And last question is: you indicated the incremental upward change on North America water heater volumes within your view. Could you just remind me what your view is on North America residential water heater volumes for 2015?
So last year it was 9.2 million units. We said we thought there was some pre-buy in the last half of the year, and that it was going to be flat to up very slightly is what we said in the first quarter. Now, based on what we've seen in the first quarter and the second quarter, we would say industry units will be up 150,000 to 200,000 units, so somewhere in that 9.350 million to 9.4 million range.
Thank you.
Operator
Thank you. Our next question comes from Noah Kaye from Northland Capital. Your question please.
Thank you. Good morning, Ajita, John, and Pat. How are you?
Good morning.
First, maybe we could start on the gross margin line. At a 40%-plus gross margin, I would love to unpack that a little bit. You mentioned lower steel prices. You have also had the price increase. I know in the past you have said that you didn't think that gross margins would benefit necessarily from the price increases. And then, as you said, the volumes in some parts of the business have been stronger, leading to capacity utilization. So I would love to just kind of get a sense of what was the biggest driver among those three things in contributing to the higher margins? And how do you think about this? Is this a sustainable gross margin level over the next several quarters into 2016?

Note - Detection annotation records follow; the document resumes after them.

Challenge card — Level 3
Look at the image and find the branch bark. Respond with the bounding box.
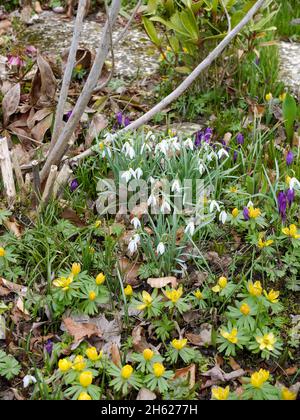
[41,0,121,182]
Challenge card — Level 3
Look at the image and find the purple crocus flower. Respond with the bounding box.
[277,191,288,220]
[243,207,250,220]
[70,179,79,192]
[45,340,53,356]
[286,150,294,166]
[236,133,245,145]
[286,188,295,207]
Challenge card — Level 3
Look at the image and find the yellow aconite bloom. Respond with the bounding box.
[240,303,251,315]
[124,284,133,296]
[211,386,230,401]
[96,273,105,286]
[89,290,97,302]
[250,369,270,388]
[257,238,274,248]
[137,290,153,311]
[153,363,166,378]
[231,208,240,218]
[266,92,273,102]
[221,328,238,344]
[249,207,261,219]
[282,225,300,239]
[255,333,277,351]
[248,281,263,297]
[78,392,92,401]
[211,277,228,293]
[143,349,154,361]
[264,289,280,303]
[79,370,93,388]
[72,263,81,276]
[166,286,183,303]
[85,347,103,362]
[194,290,203,300]
[121,365,133,379]
[53,276,73,291]
[281,387,297,401]
[58,359,72,372]
[171,338,187,351]
[72,355,86,372]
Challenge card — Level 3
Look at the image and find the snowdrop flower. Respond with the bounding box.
[131,217,141,229]
[23,375,37,388]
[128,235,141,254]
[209,200,221,213]
[171,179,181,192]
[147,194,157,206]
[122,141,135,159]
[184,221,195,236]
[156,242,166,255]
[121,169,132,183]
[160,200,171,213]
[218,148,229,159]
[219,210,227,225]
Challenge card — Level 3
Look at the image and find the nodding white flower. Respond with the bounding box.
[147,194,157,206]
[122,141,135,159]
[156,242,166,255]
[171,179,181,192]
[131,217,141,229]
[121,169,132,182]
[290,178,300,190]
[218,148,229,159]
[160,200,171,213]
[219,210,227,225]
[128,235,141,254]
[23,375,37,388]
[183,139,194,150]
[209,200,221,213]
[184,221,195,236]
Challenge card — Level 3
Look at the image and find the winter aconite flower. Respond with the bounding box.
[255,333,277,351]
[79,370,93,388]
[121,365,133,379]
[96,273,105,286]
[171,338,187,351]
[221,328,238,344]
[248,281,263,297]
[153,363,166,378]
[250,369,270,388]
[264,289,280,303]
[58,359,72,372]
[211,386,230,401]
[281,387,297,401]
[78,392,92,401]
[211,276,228,293]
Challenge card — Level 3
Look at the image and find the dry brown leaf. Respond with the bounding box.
[147,277,177,289]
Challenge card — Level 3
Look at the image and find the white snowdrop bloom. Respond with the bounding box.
[23,375,37,388]
[147,194,157,206]
[219,210,227,225]
[122,141,135,159]
[184,139,194,150]
[209,200,221,213]
[131,217,141,229]
[218,148,229,159]
[160,200,171,213]
[121,169,132,182]
[156,242,166,255]
[184,221,195,236]
[128,235,141,254]
[171,179,181,192]
[290,178,300,190]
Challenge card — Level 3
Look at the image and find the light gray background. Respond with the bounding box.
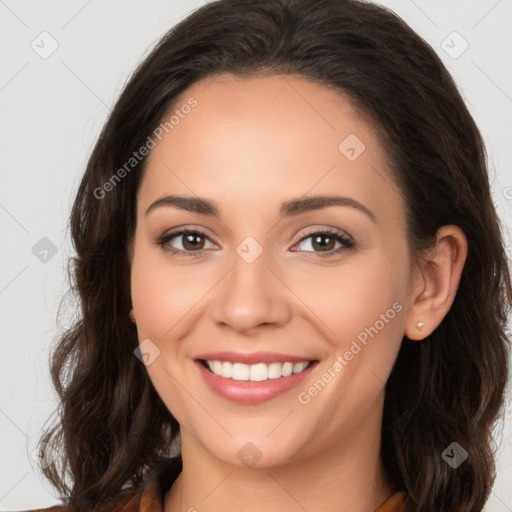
[0,0,512,512]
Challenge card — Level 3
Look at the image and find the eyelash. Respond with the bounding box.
[156,228,356,258]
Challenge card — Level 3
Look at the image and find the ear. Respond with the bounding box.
[404,225,468,340]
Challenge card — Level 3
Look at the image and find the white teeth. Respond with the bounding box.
[206,361,309,382]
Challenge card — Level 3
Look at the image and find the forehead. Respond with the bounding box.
[139,74,403,228]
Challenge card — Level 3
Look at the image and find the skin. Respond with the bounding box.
[130,74,467,512]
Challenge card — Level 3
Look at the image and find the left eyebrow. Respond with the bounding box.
[145,195,377,223]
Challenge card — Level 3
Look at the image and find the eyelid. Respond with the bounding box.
[156,225,357,258]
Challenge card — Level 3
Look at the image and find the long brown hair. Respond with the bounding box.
[39,0,512,512]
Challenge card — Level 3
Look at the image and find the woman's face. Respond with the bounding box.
[131,75,414,466]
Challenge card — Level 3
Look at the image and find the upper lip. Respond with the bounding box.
[195,351,314,365]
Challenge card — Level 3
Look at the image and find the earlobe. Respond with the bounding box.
[404,225,467,340]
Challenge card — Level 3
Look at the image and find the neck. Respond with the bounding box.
[164,396,394,512]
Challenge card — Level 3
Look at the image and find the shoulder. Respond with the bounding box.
[9,457,183,512]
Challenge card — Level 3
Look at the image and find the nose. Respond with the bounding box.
[213,242,293,334]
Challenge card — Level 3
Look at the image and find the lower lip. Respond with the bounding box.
[195,361,318,405]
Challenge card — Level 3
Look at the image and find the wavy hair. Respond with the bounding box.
[39,0,512,512]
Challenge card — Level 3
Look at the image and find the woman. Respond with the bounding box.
[29,0,512,512]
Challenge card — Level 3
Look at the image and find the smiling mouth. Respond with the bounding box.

Gross margins have increased significantly, particularly in North America, thanks to a strong performance by Lochinvar and solid results year-to-date. Their margins rose several points. In North America, we implemented price increases for commercial and non-NAECA III products to address wage and medical cost inflation during the quarter. We raised prices twice in Canada during the first half of the year and had higher-priced NAECA products reflecting increased costs. Additionally, material costs decreased during the quarter, which contributed positively. Overall, this improvement was mainly in North America and resulted from multiple factors. Regarding your next question, it's important to note that volume can have an impact on margins. Historically, the third quarter accounts for about 22% to 23% of volumes, which could theoretically influence gross margins. However, considering the current pricing and material costs, those margins appear reasonable over several quarters.

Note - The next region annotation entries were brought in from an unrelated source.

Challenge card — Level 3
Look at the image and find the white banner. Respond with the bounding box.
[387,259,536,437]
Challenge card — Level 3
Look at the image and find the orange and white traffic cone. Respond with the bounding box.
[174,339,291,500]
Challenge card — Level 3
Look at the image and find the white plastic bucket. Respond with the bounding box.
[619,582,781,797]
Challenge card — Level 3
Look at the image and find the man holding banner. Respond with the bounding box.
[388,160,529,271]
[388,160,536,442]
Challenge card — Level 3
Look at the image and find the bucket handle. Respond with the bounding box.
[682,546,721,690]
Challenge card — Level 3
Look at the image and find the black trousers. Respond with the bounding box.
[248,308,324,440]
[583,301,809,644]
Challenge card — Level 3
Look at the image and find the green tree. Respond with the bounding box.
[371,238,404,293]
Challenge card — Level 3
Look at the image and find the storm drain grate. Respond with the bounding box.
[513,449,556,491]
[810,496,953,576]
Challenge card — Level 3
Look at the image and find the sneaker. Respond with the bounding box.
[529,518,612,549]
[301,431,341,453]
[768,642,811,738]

Okay. Very helpful. Second question, we've been hearing even more recently a possibility by Congress to enact legislation that would include repatriation connected to the Highway Trust Fund. I'm sure you're watching that closely. You have talked about this in the past, but can you just remind us, first, if there were to be a repatriation, have you already assumed for income statement accounting purposes that the cash is coming home? And I guess the second there would be, if there were to be such a repatriation, how might that impact your views on doing foreign acquisitions? Thanks.
We do have an accrual of about $200 million anticipated to return. Congress and the administration have discussed this multiple times over the past two years, but we are not overly optimistic about it happening. We are pleased to see the discussions ongoing. Given the current costs associated with bringing the funds back, we find it prohibitive. We will consider the costs when evaluating this option. However, we have consistently stated that we are focused on global acquisitions, and that will continue to be our approach. Therefore, we do not expect to bring everything back immediately, but we will certainly assess the situation and hope for a positive outcome.

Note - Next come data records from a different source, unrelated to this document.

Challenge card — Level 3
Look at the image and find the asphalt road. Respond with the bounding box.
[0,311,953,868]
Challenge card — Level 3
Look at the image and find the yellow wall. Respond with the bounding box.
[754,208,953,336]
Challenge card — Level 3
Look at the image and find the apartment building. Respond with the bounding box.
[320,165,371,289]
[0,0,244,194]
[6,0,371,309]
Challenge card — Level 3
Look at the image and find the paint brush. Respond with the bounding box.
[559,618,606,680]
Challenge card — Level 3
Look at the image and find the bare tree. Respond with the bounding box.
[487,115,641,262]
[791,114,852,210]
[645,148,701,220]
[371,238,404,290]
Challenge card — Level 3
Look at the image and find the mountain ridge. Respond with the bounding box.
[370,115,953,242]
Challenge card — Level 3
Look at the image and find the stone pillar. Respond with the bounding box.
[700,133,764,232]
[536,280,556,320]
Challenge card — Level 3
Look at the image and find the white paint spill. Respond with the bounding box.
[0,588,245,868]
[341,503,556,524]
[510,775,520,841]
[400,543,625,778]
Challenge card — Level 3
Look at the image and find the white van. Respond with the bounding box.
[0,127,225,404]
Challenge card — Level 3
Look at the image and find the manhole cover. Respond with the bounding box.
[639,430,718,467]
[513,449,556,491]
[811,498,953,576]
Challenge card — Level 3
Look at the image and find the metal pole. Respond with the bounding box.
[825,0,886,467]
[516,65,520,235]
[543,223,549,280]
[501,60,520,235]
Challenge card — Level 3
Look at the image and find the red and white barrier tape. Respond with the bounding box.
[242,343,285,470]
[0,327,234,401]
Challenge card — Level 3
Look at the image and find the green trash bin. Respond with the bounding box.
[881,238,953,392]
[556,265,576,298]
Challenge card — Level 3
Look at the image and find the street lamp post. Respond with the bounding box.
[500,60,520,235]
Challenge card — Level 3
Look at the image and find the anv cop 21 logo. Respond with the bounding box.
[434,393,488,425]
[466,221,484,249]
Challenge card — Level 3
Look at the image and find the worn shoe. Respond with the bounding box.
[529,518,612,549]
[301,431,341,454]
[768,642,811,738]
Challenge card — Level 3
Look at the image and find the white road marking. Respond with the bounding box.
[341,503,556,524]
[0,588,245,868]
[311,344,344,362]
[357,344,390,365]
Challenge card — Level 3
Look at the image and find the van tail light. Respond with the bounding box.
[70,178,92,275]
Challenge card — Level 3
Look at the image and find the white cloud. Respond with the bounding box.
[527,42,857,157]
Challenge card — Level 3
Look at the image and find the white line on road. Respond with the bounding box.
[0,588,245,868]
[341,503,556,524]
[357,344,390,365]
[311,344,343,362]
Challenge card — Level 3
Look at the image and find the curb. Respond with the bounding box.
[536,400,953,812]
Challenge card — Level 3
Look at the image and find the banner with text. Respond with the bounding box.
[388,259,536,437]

Okay. Great. Thanks so much. Congrats on the quarter.
Thanks.
Thank you.
Operator
Thank you. Our next question comes from Jeff Hammond from KeyBanc Capital. Your question, please.
Hi, good morning guys.
Good morning.
Hi, Jeff.
Can you just – so back to the North America margins, I mean, it seems like the big variable going forward is really input costs. And if those go back up, then maybe this margin is not sustainable. But it doesn't seem like there's any real aberrations in the margin.
No, nothing significant from an aberration standpoint. No unusual items in the quarter.
Okay. And then can you just talk about how ERP rolls off into 2016?
Well, we're looking at that as our planning process. We said this year we'll spend $19 million to $20 million in expense. Our best guess is that will be similar to maybe up a little bit next year, as we take more sites on in 2016. But we're evaluating that right now. We did our Johnson City plant, as we said, in August 2014. We did Lochinvar in May of this year. And given some of the NAECA items that have developed along the way, because it's been all-hands-on-deck from a NAECA standpoint – we probably will not do any more sites in 2015.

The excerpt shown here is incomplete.